Since the start of the offseason, I have said that Gibson is one of the best pass-catchers of this whole running back class. The only players I put in his category are Clyde Edwards-Helaire and D’Andre Swift. Gibson saw the majority of his touches split out as a wide receiver, and given Ron Rivera’s love to get running backs in space via the pass, you have to be excited for what can happen.
Gibson currently is going as RB52, but this will rise swiftly following today’s news. Even with an inflated ADP, Gibson could give a massive return on investment for fantasy football owners selecting him for bench depth.

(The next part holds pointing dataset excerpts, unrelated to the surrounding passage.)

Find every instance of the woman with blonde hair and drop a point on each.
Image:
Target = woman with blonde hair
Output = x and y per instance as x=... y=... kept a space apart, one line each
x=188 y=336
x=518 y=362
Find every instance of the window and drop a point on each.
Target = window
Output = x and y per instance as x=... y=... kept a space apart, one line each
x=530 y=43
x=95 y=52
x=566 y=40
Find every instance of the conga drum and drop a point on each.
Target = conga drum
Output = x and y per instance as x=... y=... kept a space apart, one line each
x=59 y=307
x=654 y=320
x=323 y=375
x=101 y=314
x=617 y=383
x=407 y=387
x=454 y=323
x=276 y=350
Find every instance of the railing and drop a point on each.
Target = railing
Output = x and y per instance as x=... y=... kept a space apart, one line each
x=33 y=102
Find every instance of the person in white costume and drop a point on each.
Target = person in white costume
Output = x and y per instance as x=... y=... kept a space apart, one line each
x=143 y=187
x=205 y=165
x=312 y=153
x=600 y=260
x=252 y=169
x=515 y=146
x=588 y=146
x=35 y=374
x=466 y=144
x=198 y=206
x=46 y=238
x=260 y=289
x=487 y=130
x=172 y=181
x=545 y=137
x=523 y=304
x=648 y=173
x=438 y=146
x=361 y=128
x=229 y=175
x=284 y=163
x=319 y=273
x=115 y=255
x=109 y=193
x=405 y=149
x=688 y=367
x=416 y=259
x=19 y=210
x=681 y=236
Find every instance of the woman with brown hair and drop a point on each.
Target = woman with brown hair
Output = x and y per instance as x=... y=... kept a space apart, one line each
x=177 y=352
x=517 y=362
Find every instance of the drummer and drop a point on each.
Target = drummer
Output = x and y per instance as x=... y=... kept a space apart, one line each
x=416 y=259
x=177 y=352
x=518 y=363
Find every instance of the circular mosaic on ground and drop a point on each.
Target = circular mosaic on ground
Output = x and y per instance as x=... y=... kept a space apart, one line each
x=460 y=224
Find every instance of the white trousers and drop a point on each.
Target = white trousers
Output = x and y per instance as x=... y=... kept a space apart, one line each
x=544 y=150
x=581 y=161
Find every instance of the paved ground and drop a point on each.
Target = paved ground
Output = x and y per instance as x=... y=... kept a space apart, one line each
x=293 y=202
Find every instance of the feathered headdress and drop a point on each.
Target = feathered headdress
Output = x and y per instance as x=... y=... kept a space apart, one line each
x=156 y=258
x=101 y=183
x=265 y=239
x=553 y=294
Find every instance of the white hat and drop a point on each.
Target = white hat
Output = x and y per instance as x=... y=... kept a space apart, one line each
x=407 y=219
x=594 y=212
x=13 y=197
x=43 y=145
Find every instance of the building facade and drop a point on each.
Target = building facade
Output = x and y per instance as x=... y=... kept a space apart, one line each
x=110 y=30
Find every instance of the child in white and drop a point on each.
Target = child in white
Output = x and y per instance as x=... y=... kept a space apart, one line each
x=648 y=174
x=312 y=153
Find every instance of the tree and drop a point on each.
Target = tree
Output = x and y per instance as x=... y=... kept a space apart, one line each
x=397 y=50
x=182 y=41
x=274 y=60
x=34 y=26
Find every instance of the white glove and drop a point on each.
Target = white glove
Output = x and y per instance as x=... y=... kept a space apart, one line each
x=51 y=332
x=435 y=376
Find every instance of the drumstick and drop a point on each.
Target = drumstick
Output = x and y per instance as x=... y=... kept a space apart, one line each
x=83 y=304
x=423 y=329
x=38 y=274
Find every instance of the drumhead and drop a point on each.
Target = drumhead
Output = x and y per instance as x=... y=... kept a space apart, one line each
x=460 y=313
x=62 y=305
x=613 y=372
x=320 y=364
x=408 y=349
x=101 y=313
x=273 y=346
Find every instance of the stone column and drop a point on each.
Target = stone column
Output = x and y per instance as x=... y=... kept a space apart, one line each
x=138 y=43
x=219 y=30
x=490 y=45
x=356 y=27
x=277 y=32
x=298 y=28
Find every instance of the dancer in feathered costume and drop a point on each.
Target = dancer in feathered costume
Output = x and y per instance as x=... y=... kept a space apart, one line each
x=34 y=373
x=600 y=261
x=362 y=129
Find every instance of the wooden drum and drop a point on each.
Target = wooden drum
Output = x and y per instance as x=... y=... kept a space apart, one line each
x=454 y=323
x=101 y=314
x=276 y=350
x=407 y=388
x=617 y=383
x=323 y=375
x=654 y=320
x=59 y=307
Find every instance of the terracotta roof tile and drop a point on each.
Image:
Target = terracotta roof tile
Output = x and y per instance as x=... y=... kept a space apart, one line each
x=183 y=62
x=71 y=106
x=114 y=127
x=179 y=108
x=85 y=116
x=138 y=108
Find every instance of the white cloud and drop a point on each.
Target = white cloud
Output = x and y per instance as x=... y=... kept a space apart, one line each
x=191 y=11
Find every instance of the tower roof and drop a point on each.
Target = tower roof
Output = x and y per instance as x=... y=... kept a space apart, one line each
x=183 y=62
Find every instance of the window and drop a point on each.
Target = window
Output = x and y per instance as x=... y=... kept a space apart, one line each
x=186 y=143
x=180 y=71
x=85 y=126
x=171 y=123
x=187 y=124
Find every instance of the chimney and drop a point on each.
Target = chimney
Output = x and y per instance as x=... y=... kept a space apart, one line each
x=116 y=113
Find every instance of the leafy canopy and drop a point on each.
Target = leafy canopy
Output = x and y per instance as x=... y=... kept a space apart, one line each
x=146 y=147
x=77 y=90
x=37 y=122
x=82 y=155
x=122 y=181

Bryce Love is a guy who may be overlooked in Washington
The next name I am looking at is former Stanford RB Bryce Love. People seem to have forgotten how special Love was in 2017 as he finished as the Heisman Trophy runner-up to Baker Mayfield. In 2017, Love rushed for over 2,000 yards on 8.1 yards per carry while showing off sprinter-level speed and acceleration.
He is being overlooked due to an underwhelming 2018, where he added injury to insult by tearing his ACL on the final play of the season. Due to surgery and recovery, Love missed all of his rookie season.
Love brings explosiveness and top-end speed that is unmatched in the Washington backfield. Everything coming out of the organization indicates they have been impressed with Love and have high hopes for him this year. He is going undrafted in most redraft leagues as RB86. We are throwing darts in that ranges, and few, if any, have the upside Love does with your final selection.
I would be remiss if I did not mention Peyton Barber and J.D. McKissic as they need to be factored in. I don’t mean it as in fantasy relevance, or you need to select them rather than likely being a thorn in your side this season.
It’s still hard to be excited for anyone in the Washington backfield
The lack of one real standout running back means it will likely be a mess as they all limit each other’s upside. Peterson’s likely third-down and goal-line usage take away from both Love and Gibson. Their passing ability and a limited number of touches this offense will see due to inefficiency is also another factor.
No matter who you choose to select in your fantasy drafts, you won’t start any come Week 1 due to not having any offseason to see how the touches will break down. Luckily enough, they don’t cost very much either, so the investment is worth the upside if they become the primary back for a fraction of the price.